By Vicki Needham - 04/20/11 10:45 PM EDT
For example, Cowan said the trade agreement would immediately cut the Korean supermarket price of a six-pack of Florida orange juice concentrate from $22.32 to $14.49, "creating more export sales for Florida growers and their processors and shippers.”
Third Way’s report notes that the reduction or elimination of tariffs will help farmers and U.S. services firms tap into Korea’s $560 billion services market.
Congress and the Obama administration are in technical discussions about the FTA as U.S. trade officials move forward with agreements with Panama and Colombia. President Obama has asked for the agreements to be completed by the end of June.
Congressional supporters welcomed the report.
“By opening up access to the expanding market in Korea, KORUS will support growth in a number of U.S. sectors, an important element in the effort to meet President Obama's goal of doubling our exports and maintaining America’s competitiveness in the global marketplace,” said Rep. Joseph Crowley (D-N.Y.) in a Third Way statement.
Third Way also emphasized that while KORUS and other trade deals are vital, they must also be part of a comprehensive trade strategy, similar to the agenda being pushed by U.S. trade officials that includes the reauthorization of trade adjustment assistance to ensure more American workers can benefit from the global economy.
“Ratifying KORUS would send an important signal to the world that America is fully back in the game and ready to aggressively seek fairness for our exporters in global markets,” Cowan said. “And fairness for our exporters will translate into faster growth for America’s economy and more good jobs for American workers.”
On Tuesday, five Republican senators met with South Korean President Lee Myung-bak to promote congressional approval the accord.
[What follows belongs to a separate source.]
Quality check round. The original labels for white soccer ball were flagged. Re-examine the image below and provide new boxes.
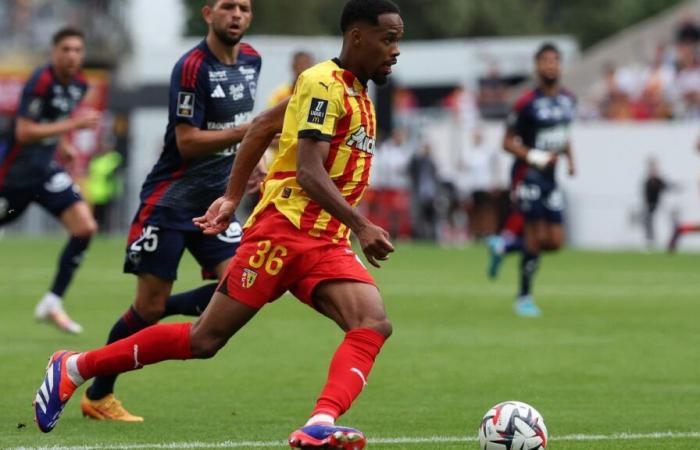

Lee and Foreign Minister Kim Sung-hwan told the senators — Minority Leader Mitch McConnell (Ky.), Mike Johanns (Neb.), John Hoeven (N.D.), Rob Portman (Ohio) and Jerry Moran (Kan.) — during a lunch meeting in Seoul that the trade deal is economically essential and will strengthen their partnership.
"Bringing down the trade barriers with South Korea — the world's 12th largest economy — is one step we can take toward bringing this country out of its financial hole and creating jobs," Johanns told The Hill. "It was very insightful to meet with President Lee this week and see firsthand the importance of the trade agreement I have long advocated on the Senate floor."
On Monday, Lee met with Sen. Jim Webb (D-Va.) to discuss the accord, while Secretary of State Hillary Clinton on Sunday was in Seoul to reassure the South Korean president of President Obama's "firm support for the trade pact."
Next week, several lawmakers will travel with Commerce Secretary Gary Locke to South Korea.
The delegation includes Crowely and Reps. Charles Rangel (D-N.Y.), Jim McDermott (D-Wash.), Dave Reichert (R-Wash.) and Gary Peters (D-Mich.), four out of five of whom sit on the House Ways and Means Committee, along with other Commerce Department officials.
KORUS, first signed in 2007 and then changed in December, has been stalled in both countries.